Late season snow was falling softly as they drew up outside Redbridge Hall. The trees were frosted white and the air was icy cold. When Tia walked into the spacious hall where a fire was burning merrily in the grate, she felt as if she was coming home for the first time.
‘It’s our first wedding anniversary,’ Max reminded her with satisfaction.
‘My goodness, is it?’ Tia exclaimed, mortified that she had forgotten.
‘I’m afraid that because I didn’t know you would be here I haven’t made any special preparations.’
‘That’s OK. Just us being here together is enough,’ Tia whispered as they went upstairs with Janette, the housekeeper, to see the room that had been prepared for their daughter.

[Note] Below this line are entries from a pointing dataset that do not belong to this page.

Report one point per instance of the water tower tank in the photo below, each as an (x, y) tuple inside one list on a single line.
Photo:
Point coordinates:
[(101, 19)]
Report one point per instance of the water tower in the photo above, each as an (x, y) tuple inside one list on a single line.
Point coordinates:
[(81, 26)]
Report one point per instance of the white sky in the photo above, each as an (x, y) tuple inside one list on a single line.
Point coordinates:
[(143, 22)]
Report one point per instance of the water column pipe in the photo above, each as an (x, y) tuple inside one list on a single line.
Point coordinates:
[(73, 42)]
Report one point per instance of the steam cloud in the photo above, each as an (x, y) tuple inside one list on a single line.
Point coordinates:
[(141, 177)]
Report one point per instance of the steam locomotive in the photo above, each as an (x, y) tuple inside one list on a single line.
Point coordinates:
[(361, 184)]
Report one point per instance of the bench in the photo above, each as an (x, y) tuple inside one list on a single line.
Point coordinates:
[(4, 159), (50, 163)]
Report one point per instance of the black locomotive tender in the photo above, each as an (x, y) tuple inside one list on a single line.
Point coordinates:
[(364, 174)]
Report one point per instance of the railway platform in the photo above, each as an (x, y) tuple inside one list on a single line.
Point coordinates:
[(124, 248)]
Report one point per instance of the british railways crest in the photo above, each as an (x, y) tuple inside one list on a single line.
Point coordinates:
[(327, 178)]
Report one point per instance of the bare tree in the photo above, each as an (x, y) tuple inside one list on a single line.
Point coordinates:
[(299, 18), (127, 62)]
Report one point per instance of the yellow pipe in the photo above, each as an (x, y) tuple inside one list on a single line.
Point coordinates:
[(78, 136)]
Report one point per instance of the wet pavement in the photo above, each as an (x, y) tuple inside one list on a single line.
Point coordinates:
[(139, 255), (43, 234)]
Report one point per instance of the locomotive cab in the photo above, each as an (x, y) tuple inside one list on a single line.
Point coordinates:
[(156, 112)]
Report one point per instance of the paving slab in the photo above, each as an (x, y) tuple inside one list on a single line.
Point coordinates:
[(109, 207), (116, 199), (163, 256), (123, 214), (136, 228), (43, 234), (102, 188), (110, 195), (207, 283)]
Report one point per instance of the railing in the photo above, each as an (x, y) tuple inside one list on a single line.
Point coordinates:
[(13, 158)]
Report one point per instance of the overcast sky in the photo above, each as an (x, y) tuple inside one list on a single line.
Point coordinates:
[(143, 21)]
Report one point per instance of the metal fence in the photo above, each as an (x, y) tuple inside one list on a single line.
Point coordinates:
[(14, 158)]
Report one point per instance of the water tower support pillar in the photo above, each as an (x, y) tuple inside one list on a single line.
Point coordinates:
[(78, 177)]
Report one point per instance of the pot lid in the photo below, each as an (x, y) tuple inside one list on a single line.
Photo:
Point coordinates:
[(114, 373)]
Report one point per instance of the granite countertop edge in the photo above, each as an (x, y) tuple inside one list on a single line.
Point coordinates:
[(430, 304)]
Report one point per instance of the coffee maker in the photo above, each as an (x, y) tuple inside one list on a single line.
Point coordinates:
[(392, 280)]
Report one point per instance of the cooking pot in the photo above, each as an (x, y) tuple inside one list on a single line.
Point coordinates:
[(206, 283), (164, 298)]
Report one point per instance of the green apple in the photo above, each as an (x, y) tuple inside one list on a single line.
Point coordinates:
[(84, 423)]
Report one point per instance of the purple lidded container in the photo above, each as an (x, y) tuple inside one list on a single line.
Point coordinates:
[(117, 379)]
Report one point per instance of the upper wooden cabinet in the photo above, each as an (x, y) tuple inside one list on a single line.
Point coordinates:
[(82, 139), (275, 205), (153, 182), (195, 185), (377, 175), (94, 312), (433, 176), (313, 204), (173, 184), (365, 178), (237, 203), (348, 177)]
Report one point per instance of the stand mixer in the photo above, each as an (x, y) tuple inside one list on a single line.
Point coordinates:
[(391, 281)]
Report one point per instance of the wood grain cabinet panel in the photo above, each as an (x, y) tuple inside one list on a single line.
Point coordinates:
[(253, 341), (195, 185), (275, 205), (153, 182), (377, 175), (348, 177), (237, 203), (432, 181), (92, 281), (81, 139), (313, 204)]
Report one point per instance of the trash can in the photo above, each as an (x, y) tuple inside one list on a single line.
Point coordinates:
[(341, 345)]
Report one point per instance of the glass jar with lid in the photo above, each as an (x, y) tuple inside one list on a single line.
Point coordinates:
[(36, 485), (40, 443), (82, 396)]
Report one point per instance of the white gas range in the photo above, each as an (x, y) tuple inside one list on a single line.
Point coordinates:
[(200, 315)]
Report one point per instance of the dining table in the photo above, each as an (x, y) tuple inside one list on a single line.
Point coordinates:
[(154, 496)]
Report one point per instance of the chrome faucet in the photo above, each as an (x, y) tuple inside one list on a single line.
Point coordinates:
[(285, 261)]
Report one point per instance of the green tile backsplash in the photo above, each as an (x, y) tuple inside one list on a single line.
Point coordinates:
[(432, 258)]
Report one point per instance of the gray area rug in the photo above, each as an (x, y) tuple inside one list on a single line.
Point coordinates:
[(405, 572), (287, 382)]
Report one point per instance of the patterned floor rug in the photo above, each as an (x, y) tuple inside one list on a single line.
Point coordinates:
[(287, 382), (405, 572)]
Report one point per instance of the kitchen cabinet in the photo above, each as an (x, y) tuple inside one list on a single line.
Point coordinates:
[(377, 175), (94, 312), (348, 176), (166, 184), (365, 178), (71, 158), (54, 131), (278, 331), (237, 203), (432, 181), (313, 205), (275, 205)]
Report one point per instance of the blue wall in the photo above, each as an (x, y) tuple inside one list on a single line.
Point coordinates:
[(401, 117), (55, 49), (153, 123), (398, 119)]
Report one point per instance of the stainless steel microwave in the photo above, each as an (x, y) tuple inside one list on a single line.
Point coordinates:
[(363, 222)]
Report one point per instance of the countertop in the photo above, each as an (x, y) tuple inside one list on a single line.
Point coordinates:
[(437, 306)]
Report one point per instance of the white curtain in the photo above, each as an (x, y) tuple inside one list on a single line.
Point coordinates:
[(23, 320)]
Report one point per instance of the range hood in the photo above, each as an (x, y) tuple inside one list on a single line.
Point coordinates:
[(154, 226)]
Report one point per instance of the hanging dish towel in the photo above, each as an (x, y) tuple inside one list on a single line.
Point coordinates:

‘It’ll need decorating,’ Max grumbled.
‘It’s perfect,’ Tia insisted, able to see how much work the staff had put in trying to make an adult bedroom look suitable for a baby. A very large and handsome antique cot had been refurbished with a new mattress and, laid on it, Sancha looked little bigger than a doll. Tia rummaged through her bags of baby essentials until she had located everything she needed to make her daughter feel comfortable.
‘We should hire a nanny to help out,’ Max suggested. ‘We stayed home every evening while Andrew was ill because we didn’t want to leave him alone but I’d like to get back to having a social life and sometimes you’ll be staying in my London apartment. We need that extra flexibility.’
Tia nodded thoughtfully. While she couldn’t imagine having a nanny, she did want to spend as much time as possible with Max. The life they had led during the first months of their marriage had been limited by her grandfather’s infirmity and they had rarely gone out.
Max dropped a hand to her spine and walked her into their bedroom. ‘I had this room updated. It was dark and dreary before.’
‘But very grand,’ she conceded, scanning the lighter colour scheme with approval. ‘This is an improvement.’
‘I do have one gift for you,’ Max murmured, indicating the wrapped package on the bed.
Tia smiled and began to rip the fancy paper off to expose an exceptionally pretty framed picture.
‘It’s the Grayson family tree,’ Max murmured. ‘I thought you would enjoy seeing exactly where you come from and who your forebears were.’
The names had been done in exquisite calligraphy, and hand-painted flowers decorated the borders. It was a thoughtful, meaningful gift and her heart turned over inside her because the information on her own family tree was exactly the kind of information she had been denied all her life when her father had insisted that her curiosity was foolish because she would never even travel to England.
‘It’s really beautiful, Max. Thank you,’ she whispered sincerely. ‘This means a lot to me. I like what you’ve had done to this room as well.’
‘I haven’t used it since you left. I came back here every weekend. It gave the staff a reason for being here.’
Tia studied his lean, strong face. ‘I haven’t thanked you for that yet...for looking after things for me.’
‘That’s my job. That’s what I do. All my working life I have taken care of stuff for other people...their money, their businesses. But when it’s for you, it’s a little bit more special and it doesn’t feel like work,’ Max volunteered.
‘Why is that...do you think?’ Tia prompted hopefully.
Max glanced at her in surprise. ‘You’re my wife and this is your home.’
‘This is your home too,’ Tia reminded him. ‘When we got married I had nothing and you’re not the housekeeper’s nephew any more. You’re the man Andrew chose to run Grayson Industries and the man he asked to marry me.’